Data: 2012-11-06 01:52:44
Temat: Moje przedwczorajsze danko dla gościa :-)
Od: Ikselka <i...@g...pl>
Pokaż wszystkie nagłówki
Ostatnie chwile zielonej rukoli (tej mojej, trwałej) w ogródku. Chociaż
wyjątkowo odporna jest na zimno i wszelkie złe warunki, jej chwile
policzone. Zdążyłam, znowu uskubałam dobre dwie garści listeczków, a drobne
one już, lecz esencjonalne zdecydowanie bardziej niż latem - jesień
zaostrza smaki warzyw i owoców, uwiebiam to. I oto okazuje się, że i rukola
świetna w jesiennym wydaniu...
Na dwie osoby:
2 czubate łyżki pesto (rukola - dużo, trochę zielonej pietruszki, oliwa,
zielony pieprz, czosnek, sól, podprażone piniole, parmezan)
pół paczki makaronu farfalle (ok. 20 dag)

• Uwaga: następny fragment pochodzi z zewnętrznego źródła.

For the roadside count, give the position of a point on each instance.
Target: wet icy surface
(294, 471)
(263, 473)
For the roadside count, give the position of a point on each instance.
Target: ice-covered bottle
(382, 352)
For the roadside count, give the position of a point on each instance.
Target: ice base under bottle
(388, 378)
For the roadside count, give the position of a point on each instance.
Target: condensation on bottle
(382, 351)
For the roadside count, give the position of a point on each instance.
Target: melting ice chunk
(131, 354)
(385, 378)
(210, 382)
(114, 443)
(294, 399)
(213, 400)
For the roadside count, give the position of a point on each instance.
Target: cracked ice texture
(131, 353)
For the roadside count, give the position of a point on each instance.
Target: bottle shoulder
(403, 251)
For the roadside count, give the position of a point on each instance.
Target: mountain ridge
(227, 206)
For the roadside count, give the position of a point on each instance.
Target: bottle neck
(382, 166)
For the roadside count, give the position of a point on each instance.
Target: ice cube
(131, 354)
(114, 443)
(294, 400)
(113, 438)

4 czubate łyżki wiejskiej gęstej śmietany
boczek wędzony parzony - ok. 15-20 dag
pół słoiczka suszonych (osobiście, a jakże) pomidorów posiekanych w grube
paski
2 średnie ząbki czosnku zmiażdżone, posiekane
parmezan do posypania
sól
Makaron gotować na półmiękko (zamiast snobilingwabrzmiącego "al dente" wolę
polskie określenie).
W trakcie gotowania makaronu podsmażyć na złoto pokrojony w grube słupki
boczek (smażyłam na 2 łyżkach oleju rzepakowego, potem olej odlałam).

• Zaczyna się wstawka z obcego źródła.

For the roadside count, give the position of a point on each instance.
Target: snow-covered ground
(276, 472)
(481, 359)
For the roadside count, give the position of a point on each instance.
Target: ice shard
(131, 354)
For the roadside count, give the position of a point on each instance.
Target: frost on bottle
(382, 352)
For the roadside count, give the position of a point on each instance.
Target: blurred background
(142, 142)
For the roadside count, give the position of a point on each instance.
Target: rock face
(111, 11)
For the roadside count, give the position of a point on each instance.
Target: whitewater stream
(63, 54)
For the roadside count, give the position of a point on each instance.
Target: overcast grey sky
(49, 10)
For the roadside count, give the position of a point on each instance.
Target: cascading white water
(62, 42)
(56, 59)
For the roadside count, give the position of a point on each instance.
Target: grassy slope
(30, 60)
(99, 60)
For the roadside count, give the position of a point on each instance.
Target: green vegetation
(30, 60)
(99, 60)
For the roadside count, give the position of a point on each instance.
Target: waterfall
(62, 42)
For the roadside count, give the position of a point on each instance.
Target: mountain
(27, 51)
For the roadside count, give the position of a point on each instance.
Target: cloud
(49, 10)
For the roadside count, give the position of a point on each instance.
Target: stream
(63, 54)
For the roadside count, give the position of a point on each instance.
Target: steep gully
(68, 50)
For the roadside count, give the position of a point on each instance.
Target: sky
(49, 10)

Do boczku wlać kilka łyżek oliwy, wsypać czosnek i suszone pomidory, chwilę
podgrzewać, odstawić, wlać śmietanę, wymieszać, nadal podgrzewać mieszając,
zagotować krótko, aby utworzył się sos.
Makaron odcedzić, pozostawiajac w nim nieco wilgoci - wsypać znowu do
gorącego garnka, wlać sos z boczkiem i pomidorami, wymieszać podgrzewając
chwilę.
Wyłożyć na talerze, na środku każdej porcji położyć kleks pesto, posypać
parmezanem.
P y c h o t a.
Jak to dobrze, że zamroziłam kilka porcji rukolowego pesto - będzie zimą
uświetniało potrawę jak żywe :-)
PS. W lodówce czeka reszta pesto, jutro więc powtórka póki czas - tym razem
zrobię zdjęcie.
PS. Ktoś mroził pesto? I jak się to udaje? - mam nadzieję że było warto się
napracować...
--
XL Wartością jest autentyczność wnętrza - warto być nawet chamem, ale
takim, żeby każdy szukał twego towarzystwa.